Moderna mRNA COVID-19 vaccine likely to arrive in India this week

On June 29, Moderna Inc received emergency use approval from the Drugs Controller General of India (DCGI) for its mRNA COVID-19 vaccine

The DCGI had also given approval to Mumbai-based drug maker Cipla to import Moderna's COVID-19 vaccine The DCGI had also given approval to Mumbai-based drug maker Cipla to import Moderna's COVID-19 vaccine

Moderna's messenger RNA (mRNA) COVID-19 vaccine is likely to arrive in India this week. Health officials expect Moderna's mRNA COVID-19 vaccine to reach hospitals by July 15 for inoculation, according to reports.

On June 29, Moderna Inc received emergency use approval from the Drugs Controller General of India (DCGI) for its mRNA COVID-19 vaccine. Moderna's vaccine became the fourth COVID-19 vaccine to get approval in India. The DCGI had also given approval to Mumbai-based drug maker Cipla to import Moderna's COVID-19 vaccine.

"This permission is for restricted use in emergency situations in the public interest. The firm has to submit 7 days' safety assessment of the vaccine in the first 100 beneficiaries before rolling out of the vaccine for further immunisation programme, according to the approval order," the DCGI had noted.

Moderna's mRNA COVID-19 has a two-dose routine. The vaccine has already been widely used in the United States and Europe. The mRNA vaccine is expected to face cost and distribution challenges in India as the jab requires cold storage.

Earlier, Moderna had informed that the US government has agreed to donate a portion of its COVID-19 vaccine doses through COVAX for the Indian government's use and has sought the approval from the Central Drugs Standard Control Organisation (CDSCO).
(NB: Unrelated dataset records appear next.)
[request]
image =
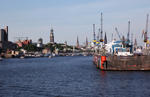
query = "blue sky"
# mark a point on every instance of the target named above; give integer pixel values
(69, 18)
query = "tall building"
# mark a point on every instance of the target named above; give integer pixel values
(77, 44)
(51, 35)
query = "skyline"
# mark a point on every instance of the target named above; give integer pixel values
(72, 18)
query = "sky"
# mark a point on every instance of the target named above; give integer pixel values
(72, 18)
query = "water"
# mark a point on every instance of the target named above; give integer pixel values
(68, 77)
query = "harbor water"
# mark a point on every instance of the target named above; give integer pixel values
(68, 77)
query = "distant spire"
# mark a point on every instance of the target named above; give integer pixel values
(86, 42)
(77, 45)
(101, 40)
(94, 32)
(51, 35)
(105, 39)
(135, 43)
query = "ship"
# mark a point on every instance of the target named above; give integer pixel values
(115, 57)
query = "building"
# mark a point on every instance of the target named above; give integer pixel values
(4, 43)
(77, 44)
(51, 35)
(22, 43)
(4, 34)
(40, 43)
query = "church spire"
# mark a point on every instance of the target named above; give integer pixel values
(51, 35)
(105, 39)
(77, 45)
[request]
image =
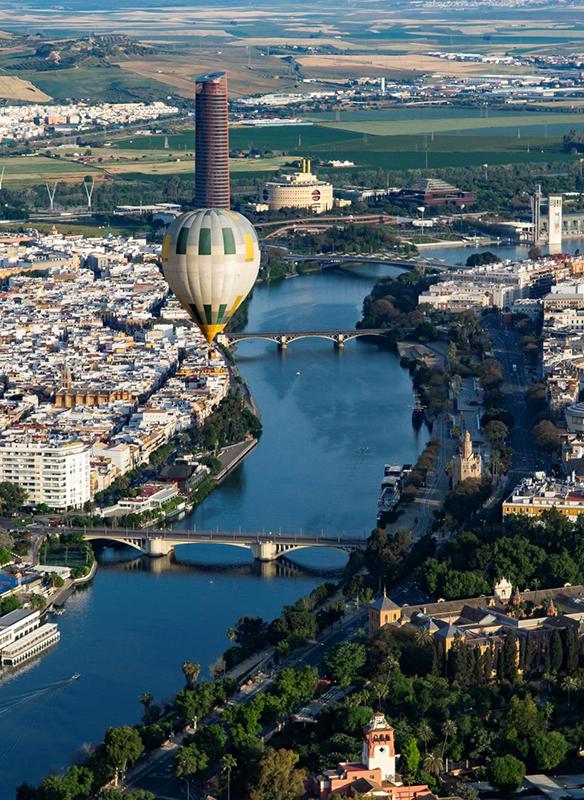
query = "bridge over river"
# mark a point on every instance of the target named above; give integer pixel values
(264, 546)
(284, 338)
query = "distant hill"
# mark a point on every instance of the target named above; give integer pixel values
(88, 51)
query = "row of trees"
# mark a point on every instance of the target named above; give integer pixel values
(546, 553)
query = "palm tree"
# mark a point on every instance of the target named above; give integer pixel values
(390, 662)
(423, 637)
(569, 684)
(191, 671)
(433, 763)
(228, 763)
(448, 729)
(381, 691)
(424, 734)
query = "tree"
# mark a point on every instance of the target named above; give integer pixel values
(549, 750)
(547, 436)
(411, 756)
(344, 661)
(556, 651)
(425, 734)
(227, 764)
(278, 778)
(448, 730)
(507, 773)
(191, 671)
(189, 761)
(12, 497)
(76, 783)
(434, 763)
(508, 659)
(496, 432)
(123, 747)
(37, 601)
(534, 252)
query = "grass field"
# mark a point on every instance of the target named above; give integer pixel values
(106, 84)
(12, 88)
(373, 64)
(389, 127)
(403, 151)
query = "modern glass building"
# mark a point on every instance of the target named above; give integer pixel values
(211, 142)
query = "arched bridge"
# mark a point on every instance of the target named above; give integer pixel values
(264, 546)
(284, 338)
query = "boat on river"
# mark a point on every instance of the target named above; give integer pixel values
(391, 488)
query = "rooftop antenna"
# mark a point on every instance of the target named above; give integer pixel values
(88, 186)
(51, 191)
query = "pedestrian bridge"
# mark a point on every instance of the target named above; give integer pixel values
(264, 546)
(284, 338)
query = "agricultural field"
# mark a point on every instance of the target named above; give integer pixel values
(403, 149)
(533, 123)
(12, 88)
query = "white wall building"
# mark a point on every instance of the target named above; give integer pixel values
(54, 472)
(555, 219)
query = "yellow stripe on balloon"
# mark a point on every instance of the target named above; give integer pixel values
(165, 247)
(235, 306)
(248, 242)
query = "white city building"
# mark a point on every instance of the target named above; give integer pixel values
(54, 472)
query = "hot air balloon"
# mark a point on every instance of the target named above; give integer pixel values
(211, 258)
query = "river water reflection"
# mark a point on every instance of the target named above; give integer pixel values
(331, 420)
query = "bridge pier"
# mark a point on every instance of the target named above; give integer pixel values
(157, 547)
(264, 551)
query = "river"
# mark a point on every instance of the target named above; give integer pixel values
(331, 420)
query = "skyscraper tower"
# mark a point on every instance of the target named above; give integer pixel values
(211, 142)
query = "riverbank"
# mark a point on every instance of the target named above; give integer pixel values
(326, 436)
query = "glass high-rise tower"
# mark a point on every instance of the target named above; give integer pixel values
(211, 142)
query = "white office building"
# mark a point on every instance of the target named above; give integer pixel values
(52, 471)
(22, 636)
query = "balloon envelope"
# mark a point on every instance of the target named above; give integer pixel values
(211, 259)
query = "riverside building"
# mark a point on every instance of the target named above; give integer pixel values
(52, 471)
(539, 493)
(22, 636)
(298, 190)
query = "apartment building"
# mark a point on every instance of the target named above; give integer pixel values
(52, 471)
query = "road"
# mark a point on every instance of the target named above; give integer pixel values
(418, 516)
(517, 378)
(157, 774)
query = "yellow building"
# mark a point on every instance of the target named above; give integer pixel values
(298, 190)
(383, 612)
(466, 464)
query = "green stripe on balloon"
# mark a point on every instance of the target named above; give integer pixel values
(205, 242)
(181, 243)
(228, 242)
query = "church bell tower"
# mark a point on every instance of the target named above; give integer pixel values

The Centre in April had issued detailed guidelines and proactively eased entry of foreign made COVID-19 vaccines approved by US FDA, EMA, UK's MHRA and Japan's PMDA, and WHO's Emergency Use Listing into India.

On June 1, in a bid to expedite the rollout of vaccines, the DCGI decided to waive testing of batches at CDL for foreign-manufactured vaccines. This applied to foreign developed vaccines approved by international drug regulators such as the US FDA, the UK's MHRA or the WHO.